Retinoblastoma Treatment
Retinoblastoma is the most frequent eye cancer in children. It is caused by a gene mutation occurring once in every several thousand births. Often the only cure has been to remove the eye or the disease can be fatal. About 40% of retinoblastoma cases are hereditary, linked to a specific gene mutation. This can be determined by genetic testing, and a blood test can determine the presence of the retinoblastoma gene. If either parent had a retinoblastoma, the child has a significant risk of having a retinoblastoma as well. Doctors recommend that these children receive eye exams every few months until the age of 3. Retinoblastoma tumors surface on the retina and, if left untreated, can spread to the brain via the optic nerve or metastasize to other organs. For half of the children in the world who develop this condition it is fatal.
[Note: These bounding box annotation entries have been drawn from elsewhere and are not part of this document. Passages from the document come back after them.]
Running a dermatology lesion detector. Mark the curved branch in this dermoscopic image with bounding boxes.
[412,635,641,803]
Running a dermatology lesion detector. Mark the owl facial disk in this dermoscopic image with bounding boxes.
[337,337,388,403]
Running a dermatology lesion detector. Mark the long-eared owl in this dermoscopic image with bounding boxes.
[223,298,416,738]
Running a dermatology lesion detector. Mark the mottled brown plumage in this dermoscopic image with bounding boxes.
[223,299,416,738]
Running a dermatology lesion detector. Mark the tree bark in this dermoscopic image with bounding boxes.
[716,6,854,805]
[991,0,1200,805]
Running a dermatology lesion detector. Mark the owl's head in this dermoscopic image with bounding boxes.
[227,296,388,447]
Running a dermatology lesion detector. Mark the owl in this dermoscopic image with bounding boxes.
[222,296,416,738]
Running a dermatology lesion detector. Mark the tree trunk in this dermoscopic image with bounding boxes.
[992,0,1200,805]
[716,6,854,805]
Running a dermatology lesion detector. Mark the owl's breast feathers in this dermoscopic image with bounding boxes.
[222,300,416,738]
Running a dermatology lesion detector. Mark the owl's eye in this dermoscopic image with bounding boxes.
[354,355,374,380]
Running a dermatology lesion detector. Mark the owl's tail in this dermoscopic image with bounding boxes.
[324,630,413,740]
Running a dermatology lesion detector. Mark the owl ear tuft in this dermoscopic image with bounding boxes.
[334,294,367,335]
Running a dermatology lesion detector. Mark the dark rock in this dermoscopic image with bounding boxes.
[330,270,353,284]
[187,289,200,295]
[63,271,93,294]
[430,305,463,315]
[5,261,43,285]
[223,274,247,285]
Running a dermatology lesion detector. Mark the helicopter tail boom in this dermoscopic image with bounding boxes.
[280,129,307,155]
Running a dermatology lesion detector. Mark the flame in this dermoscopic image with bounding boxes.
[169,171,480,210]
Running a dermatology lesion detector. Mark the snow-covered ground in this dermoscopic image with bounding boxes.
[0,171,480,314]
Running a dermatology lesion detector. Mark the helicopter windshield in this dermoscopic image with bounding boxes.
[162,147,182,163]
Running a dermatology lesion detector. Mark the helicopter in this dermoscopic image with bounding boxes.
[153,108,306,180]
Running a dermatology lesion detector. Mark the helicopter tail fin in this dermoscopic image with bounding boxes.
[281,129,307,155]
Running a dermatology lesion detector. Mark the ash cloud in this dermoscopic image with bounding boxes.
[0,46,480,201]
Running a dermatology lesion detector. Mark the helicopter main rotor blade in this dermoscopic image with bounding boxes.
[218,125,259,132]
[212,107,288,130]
A retinoblastoma tumor can often be seen with a flashlight, and in flash photographs, where, instead of the usual "red eye," the child's pupil will look white. Indicators include
- an unusual glint or white-looking pupil
- crossed or lazy eyes, or
- vision loss.
A new, highly innovative treatment for this cancer has been developed in collaboration by surgeons at Weill Cornell and Memorial Sloan Kettering. The treatment uses intra-arterial chemotherapy, or "chemosurgery and angiography (x-ray-based imaging). The neuro interventional surgeon directs a microcatheter (a tiny plastic tube) into the artery feeding the eye. There, a stream of pharmaceutical agents is injected directly into the eye's artery. This method allows the concentration of chemicals at far higher levels than when injected into a vein in the arm, where approximately less than 1 percent reaches the eye. The procedure takes approximately one hour, and the tumor has been shown to visibly start to shrink within three weeks. This experimental technique, first performed at Weill Cornell, has been applied to advanced retinoblastoma in which the conventional treatment was enucleation (eye removal). The initial results show that two-thirds of the eyes treated with this technique can be saved.